The psychological history of Mlle. Smith and her automatisms is naturally divided into two separate periods by the important fact of her initiation into spiritism at the beginning of 1892. Before that time, not suspecting the possibility of voluntary communication with the world of disincarnate spirits, she naturally manifested nothing more than a few spontaneous phenomena, the first flutterings of her mediumistic faculties which still lay dormant, the exact nature and progress of which it would be interesting to know in detail; unfortunately, in the absence of written documents concerning that pre-spiritistic period, we are confined to the statements of Hélène and her parents in regard to it, and the untrustworthiness of the memory in connection with events of a remote past is only too well known.

The spiritistic period, on the contrary, extending over the last seven years, and infinitely more fertile in artificially promoted (e.g., the seances) as well as in spontaneous manifestations, is much better known to us; but in order to comprehend it intelligently, it is necessary first to pass in review the few facts which we have been able to gather relating to the pre-spiritistic period—that is to say, the childhood and youth of Mlle. Smith. That will be the subject of this chapter.

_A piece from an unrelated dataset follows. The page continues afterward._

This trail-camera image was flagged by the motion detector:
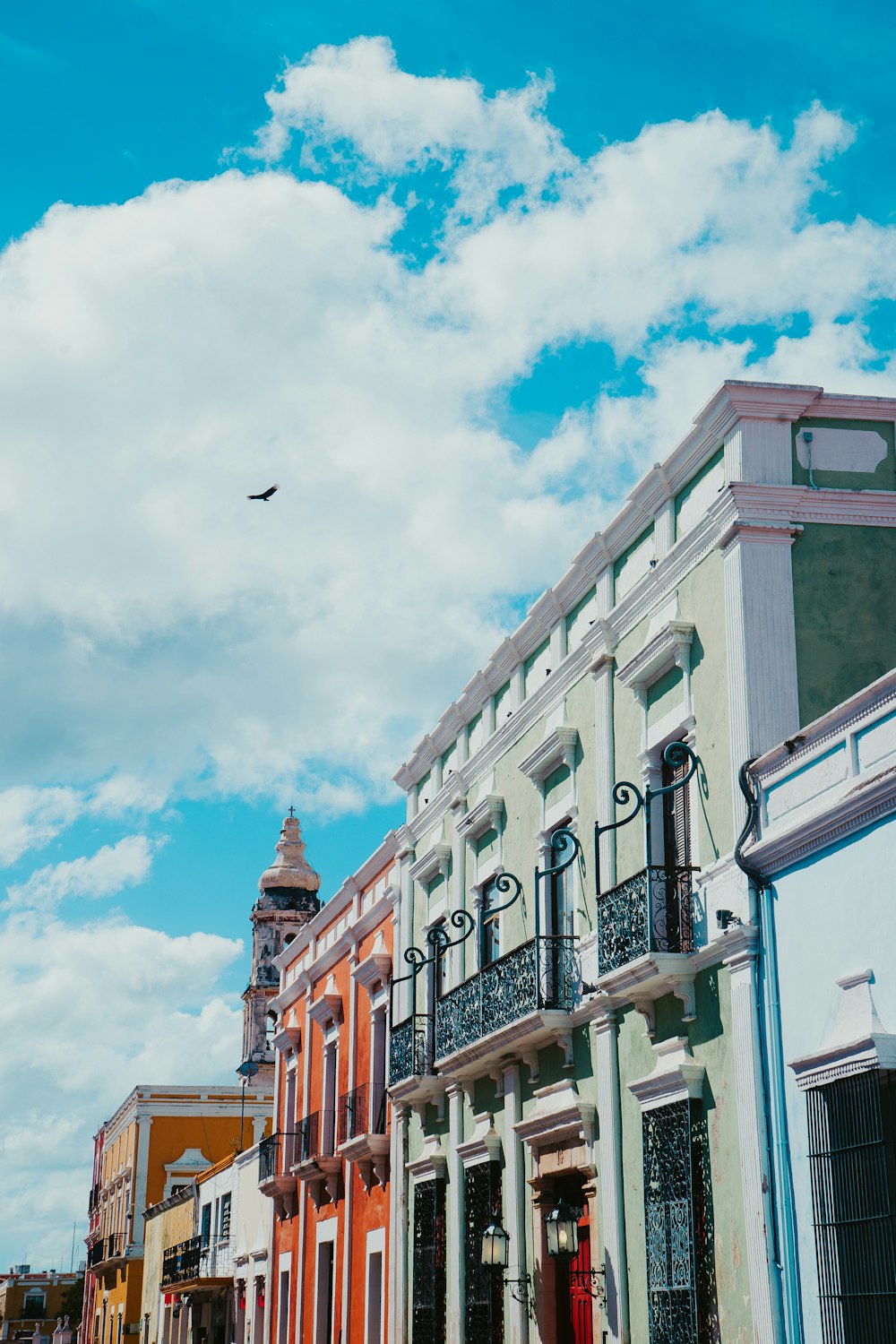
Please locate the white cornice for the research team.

Mlle. Smith has lived in Geneva since her infancy. After attending school, she entered as an apprentice, at the age of fifteen, a large commercial house, where, as I have already stated, she still remains, and where, little by little, she has risen to a very responsible position. Her father, a merchant, was a Hungarian, and possessed a remarkable facility for languages, which is of interest to us in presence of the phenomena of glossolalia, a subject which will be discussed hereafter. Her mother is a Genevese. Both enjoyed excellent health and attained a venerable old age. Hélène had a younger sister who died in early childhood, and two brothers older than herself, who are now fathers of families and established abroad, where they have had successful business careers.

I am not aware that M. Smith, who was a man of positive character, ever displayed any phenomena of automatisms. Mme. Smith, however, as well as her grandmother, has experienced several thoroughly characteristic phenomena of that kind, and one, at least, of Hélène’s brothers, it appears, could easily have become a good medium. This is another instance of the distinctly hereditary tendency of mediumistic faculties.

M. Smith, a man of active and enterprising character, died quite suddenly, probably of an embolism, at the age of seventy-five years. He had left Hungary in his youth, and finally established himself at Geneva, after having travelled extensively in Italy and Algiers, where he remained for several years. He spoke fluently Hungarian, German, French, Italian, and Spanish, understood English fairly well, and also knew Latin and a little Greek. It would seem that his daughter has inherited these linguistic aptitudes, but only in a latent and subliminal manner, for she has always detested the study of languages, and rebelled against learning German, in which she took lessons for three years.